90,habitat_l,0.000000
91,habitat_m,0.000000
92,habitat_p,0.000000
93,habitat_u,0.000000


### Step 9: Sort your feature importance DataFrame
Sort DataFrame in a descending order and take the first 20 rows to identify the top features used.

In [19]:
# Step 9: Sort DataFrame by feature importances

DecTreeModel_df.sort_values('importance', ascending = False).head(20)

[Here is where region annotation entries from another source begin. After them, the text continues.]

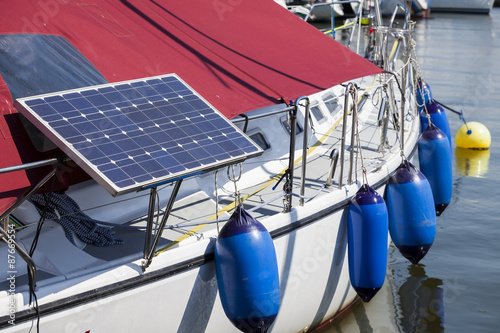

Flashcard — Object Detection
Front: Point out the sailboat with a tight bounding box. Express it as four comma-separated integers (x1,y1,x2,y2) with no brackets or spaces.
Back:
0,0,430,332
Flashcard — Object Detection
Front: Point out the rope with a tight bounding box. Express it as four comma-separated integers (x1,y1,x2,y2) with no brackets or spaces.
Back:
28,192,124,247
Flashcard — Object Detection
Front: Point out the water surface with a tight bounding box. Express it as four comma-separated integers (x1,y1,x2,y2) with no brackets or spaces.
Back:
320,8,500,333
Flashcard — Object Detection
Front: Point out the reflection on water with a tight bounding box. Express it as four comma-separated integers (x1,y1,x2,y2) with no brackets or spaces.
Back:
393,264,444,332
455,147,490,177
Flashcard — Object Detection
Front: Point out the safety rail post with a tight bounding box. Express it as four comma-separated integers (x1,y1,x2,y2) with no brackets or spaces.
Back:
283,103,298,213
339,82,354,190
295,96,311,206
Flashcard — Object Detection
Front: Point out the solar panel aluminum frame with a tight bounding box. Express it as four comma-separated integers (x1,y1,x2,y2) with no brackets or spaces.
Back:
15,74,263,196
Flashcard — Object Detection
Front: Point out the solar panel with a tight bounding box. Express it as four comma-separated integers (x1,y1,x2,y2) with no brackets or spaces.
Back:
16,74,262,196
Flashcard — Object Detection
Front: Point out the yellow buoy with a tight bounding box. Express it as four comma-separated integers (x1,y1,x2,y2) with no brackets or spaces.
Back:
455,121,491,149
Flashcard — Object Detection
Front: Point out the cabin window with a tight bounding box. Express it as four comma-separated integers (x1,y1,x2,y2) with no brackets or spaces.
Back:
323,94,340,114
280,116,303,135
311,105,325,122
249,132,271,150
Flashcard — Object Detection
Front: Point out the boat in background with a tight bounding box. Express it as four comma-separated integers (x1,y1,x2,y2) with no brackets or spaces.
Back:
430,0,495,14
0,0,436,332
380,0,428,15
275,0,344,22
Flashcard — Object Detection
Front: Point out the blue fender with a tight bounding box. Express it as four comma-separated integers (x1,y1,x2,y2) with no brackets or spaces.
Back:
418,124,453,216
386,161,436,264
215,206,280,332
420,100,451,148
417,79,432,107
347,184,389,302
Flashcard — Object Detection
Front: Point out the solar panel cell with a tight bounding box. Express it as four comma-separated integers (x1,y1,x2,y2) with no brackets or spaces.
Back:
16,74,262,195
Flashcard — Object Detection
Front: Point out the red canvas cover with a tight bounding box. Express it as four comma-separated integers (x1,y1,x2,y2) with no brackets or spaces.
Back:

Unnamed: 0,feature,importance
22,odor_n,0.610568
42,stalk_root_c,0.179056
44,stalk_root_r,0.086905
80,spore_print_color_r,0.033042
20,odor_l,0.022798
46,stalk_surface_above_ring_s,0.017747
50,stalk_surface_below_ring_y,0.016341
81,spore_print_color_u,0.011617
40,stalk_shape_t,0.008966
88,population_y,0.006231


It seems the interesting observation we made about odorless mushrooms having a high chance of being edible is reflected here.

Looks like it is the feature that is the most useful in building the tree, and it seems like odor is the most crucial feature in determining whether or not a mushroom is edible.